Signatures of dark matter burning in nuclear star clusters

TL;DR

This paper investigates how dark matter annihilation affects stellar evolution in clusters, revealing that dense DM halos can make clusters appear younger and alter their stellar populations, providing a potential indirect detection method for dark matter.

Contribution

It introduces a detailed model of stellar evolution influenced by dark matter annihilation, predicting observable signatures in stellar clusters that could indicate dark matter presence.

Findings

Dense DM halos cause brighter, hotter turn-off points in star clusters.

High DM densities lead to broader main sequences and altered stellar evolution tracks.

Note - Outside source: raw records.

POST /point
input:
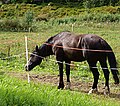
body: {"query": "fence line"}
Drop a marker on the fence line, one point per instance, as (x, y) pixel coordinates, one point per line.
(79, 48)
(73, 64)
(19, 55)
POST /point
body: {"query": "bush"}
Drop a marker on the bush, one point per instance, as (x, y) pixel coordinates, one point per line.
(16, 25)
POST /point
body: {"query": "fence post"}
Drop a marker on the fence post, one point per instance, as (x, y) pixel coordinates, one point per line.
(8, 51)
(27, 57)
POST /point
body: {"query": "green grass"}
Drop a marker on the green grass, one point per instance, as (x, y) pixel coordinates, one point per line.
(20, 93)
(14, 91)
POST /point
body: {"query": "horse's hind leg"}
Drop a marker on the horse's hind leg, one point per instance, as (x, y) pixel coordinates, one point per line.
(103, 64)
(61, 83)
(95, 72)
(68, 75)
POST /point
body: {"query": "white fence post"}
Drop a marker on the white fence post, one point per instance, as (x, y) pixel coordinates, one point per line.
(27, 57)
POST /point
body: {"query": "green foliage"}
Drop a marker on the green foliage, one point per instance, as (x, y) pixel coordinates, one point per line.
(16, 25)
(18, 92)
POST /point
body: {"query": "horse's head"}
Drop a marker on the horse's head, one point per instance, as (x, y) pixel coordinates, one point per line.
(35, 59)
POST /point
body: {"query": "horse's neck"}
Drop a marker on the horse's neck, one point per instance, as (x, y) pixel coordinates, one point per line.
(46, 50)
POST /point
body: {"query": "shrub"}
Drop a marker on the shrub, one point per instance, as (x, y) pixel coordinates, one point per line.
(15, 25)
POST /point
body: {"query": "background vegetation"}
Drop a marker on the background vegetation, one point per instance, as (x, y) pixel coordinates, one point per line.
(38, 22)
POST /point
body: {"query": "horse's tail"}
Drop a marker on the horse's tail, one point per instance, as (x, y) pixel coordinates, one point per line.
(113, 64)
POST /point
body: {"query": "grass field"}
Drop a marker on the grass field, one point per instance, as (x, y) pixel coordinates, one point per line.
(16, 91)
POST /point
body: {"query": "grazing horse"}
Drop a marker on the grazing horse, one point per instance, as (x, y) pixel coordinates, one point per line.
(68, 47)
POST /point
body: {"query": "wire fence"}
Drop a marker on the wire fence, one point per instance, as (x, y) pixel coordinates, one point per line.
(78, 49)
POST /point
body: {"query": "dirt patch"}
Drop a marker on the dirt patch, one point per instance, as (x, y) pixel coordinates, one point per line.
(80, 86)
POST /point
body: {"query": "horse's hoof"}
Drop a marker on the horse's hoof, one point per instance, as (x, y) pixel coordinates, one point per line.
(93, 91)
(68, 85)
(60, 86)
(106, 91)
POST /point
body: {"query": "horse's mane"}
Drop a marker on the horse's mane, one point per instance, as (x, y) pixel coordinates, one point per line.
(50, 40)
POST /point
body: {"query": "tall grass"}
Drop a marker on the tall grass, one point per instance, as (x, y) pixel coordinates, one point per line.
(18, 92)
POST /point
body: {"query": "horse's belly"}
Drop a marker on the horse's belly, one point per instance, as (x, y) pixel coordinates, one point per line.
(75, 56)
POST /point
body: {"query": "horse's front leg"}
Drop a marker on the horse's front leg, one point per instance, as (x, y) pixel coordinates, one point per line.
(95, 73)
(61, 83)
(68, 75)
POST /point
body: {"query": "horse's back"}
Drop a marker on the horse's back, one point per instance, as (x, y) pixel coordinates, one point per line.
(78, 47)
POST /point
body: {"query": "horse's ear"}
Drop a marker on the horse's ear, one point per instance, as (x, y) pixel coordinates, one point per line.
(36, 48)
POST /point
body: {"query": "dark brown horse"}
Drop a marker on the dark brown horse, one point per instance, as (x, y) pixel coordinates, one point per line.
(68, 47)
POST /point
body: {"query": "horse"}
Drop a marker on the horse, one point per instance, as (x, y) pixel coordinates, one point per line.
(67, 47)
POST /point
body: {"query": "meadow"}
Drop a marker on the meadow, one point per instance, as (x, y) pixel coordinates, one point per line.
(16, 90)
(38, 23)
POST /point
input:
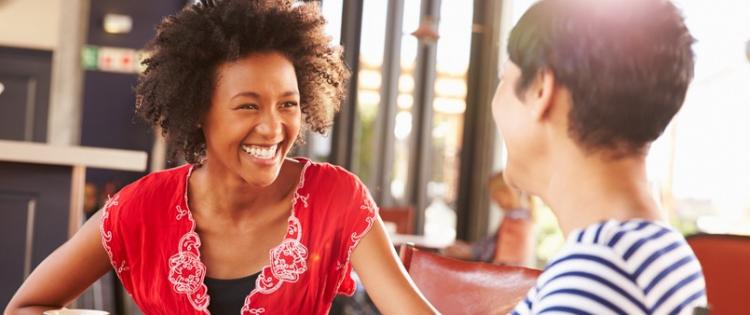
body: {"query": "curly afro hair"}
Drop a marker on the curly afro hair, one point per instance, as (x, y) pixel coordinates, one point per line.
(175, 90)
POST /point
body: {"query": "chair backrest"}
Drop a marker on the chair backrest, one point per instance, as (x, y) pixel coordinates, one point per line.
(726, 266)
(403, 217)
(462, 287)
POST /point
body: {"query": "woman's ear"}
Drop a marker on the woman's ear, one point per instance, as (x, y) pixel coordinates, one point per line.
(541, 94)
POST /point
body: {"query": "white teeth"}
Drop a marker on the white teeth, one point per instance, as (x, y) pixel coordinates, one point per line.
(261, 152)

Characteristic signatures in the H-R diagram can serve as indirect evidence of dark matter.

Abstract

In order to characterize how dark matter (DM) annihilation inside stars changes the aspect of a stellar cluster we computed the evolution until the ignition of the He burning of stars from 0.7 to 3.5 M_sun within halos of DM with different characteristics. We found that, when a cluster is surrounded by a dense DM halo, the positions of the cluster' stars in the H-R diagram have a brighter and hotter turn-off point than in the classical scenario without DM, therefore giving the cluster a younger appearance. The high DM densities required to produce these effects are expected only in very specific locations, such as near the center of our Galaxy. In particular, if DM is formed by the 8 GeV WIMPs recently invoked to reconcile the results from direct detection experiments, then this signature is predicted for halos of DM with a density rho_DM = 3 \cdot 10^5 GeV cm^3. A DM density gradient inside the stellar cluster would result in a broader main sequence, turn-off and red giant branch regions. Moreover, we found that for very high DM halo densities the bottom of the isochrones in the H-R diagram rises to higher luminosities, leading to a characteristic signature on the stellar cluster. We argue that this signature could be used to indirectly probe the presence of DM particles in the location of a cluster.